During Computex, I had a chance to sit down with Mr. David Chien, the Director of BU5 at ECS for a few minutes. In a candid interview, he described ECS’ position as much better than most of his competitors (ASUS, MSI etc.) at the moment. He backed his claim by asking us to look at the excessive inventory these companies currently have at hand. ECS, he said, had predicted the dip in sales and thus started cutting manufacturing from Q2 of last year.

ecs_david

When we asked about the new products from ECS, he said that they will be focusing more on their Black series, which is their higher-end solution. It started with motherboards for AMD and Intel CPUs but has now progressed to VGA cards as well. As we saw at Computex, ECS indeed had quite a few “Black” series graphics cards which they stated would be overclocked about 15% out of the box.

Besides the Black series, he said that we will also see stylish PCs from ECS targeted towards Younger generation as well as All-in-One systems. The Urn looking PC that I saw at Computex certainly proved his point- it was a PC unlike anything I had seen before and I recommend you check out this video. He also said that 1Litre small form factor PCs are getting popular- taking over their previous 3Litre design.

On the Notebook side, he said that ECS will continue focusing on OEM/ODM instead of bringing products under their own name. He mentioned Intel’s Classmate PC which was manufactured by ECS. I asked him about the Android based Smartbook I saw at their stand. He said that was a work-in-progress model at the moment and if ever materialized, will probably be an OEM product for someone else. Another market he said that ECS is into is CKD or Component Kit Development where ECS provides all the parts for the end product but the product is actually assembled by the buyer. He said this type of arrangement was popular in South America.

We asked him if ECS would focus more on their own brand compared to being an OEM/ODM. He replied that at the moment ECS doesn’t have the resources to split between an OEM business as well as a brand name. He said that his company is quite happy where it currently is. Besides, their core business is still components and unlike other manufacturers like MSI, Gigabyte and ASUS that are shifting their focus on Netbooks, ECS will continue to focus on its core business.

He said the components market will remain ECS’ area on interest until Intel makes the switch to chips based systems. He predicts that will start happening next year- Intel will start promoting systems more than components such as CPUs and chipsets. He said that this will lead to all new kinds of system designs that will be more art than science.

He also spoke about Intel not being very happy with the Atom which I found a bit surprising. He said that the low cost of Atom dropped the profit margin for Intel and thus we won’t see the Atom being advertised as much in the current months. Instead, he said, that CULV will be the main focus for Intel where their profit margins remain healthier. Considering the recent launch of ASUS U series and MSI’s X series, I think he is spot on. However, when I mentioned that Atom has become too popular to just disappear, he said that you’ll only see Atom based netbooks if Intel provides manufacturers with CPU.

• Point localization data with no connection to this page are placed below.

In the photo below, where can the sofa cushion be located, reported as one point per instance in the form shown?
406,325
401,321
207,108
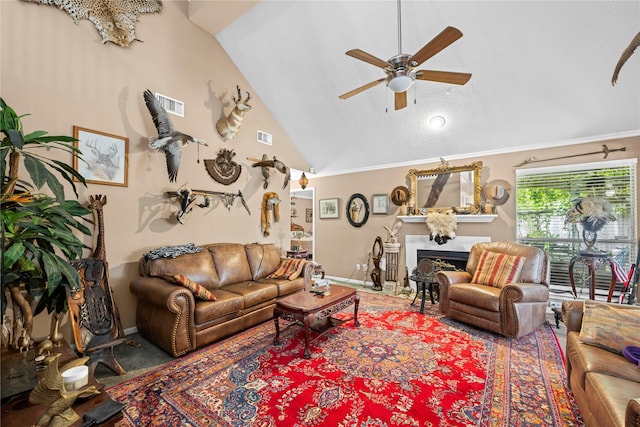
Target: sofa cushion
254,293
481,296
231,262
606,326
608,397
197,267
586,358
289,268
226,304
263,259
198,291
498,269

But then what about other competitors I asked- that will be more than happy to fill the void left by Atom? He said is the reason they’re looking into OMAP based products such as the Atom Smartbook we saw. He mentioned that AMD has had a CULV processor for quite some time as well and that’s what they should focus on. He agreed with me that AMD needs to improve battery life to be competitive with Intel on these small and light notebooks. With regards to VIA, he said VIA has no chance at all with their older die with expensive costs. He also suggests that nVidia should give up their chipset business in the future, again citing die costs. He feels that nVidia should focus more on their core product- the GPU.

Some pretty strong words to end the interview with. But then again, they come from a company that is amongst the biggest manufacturers of computer products so one shouldn’t take them lightly. I would like to thank Mr. David Chien for his time and wish ECS the best of luck.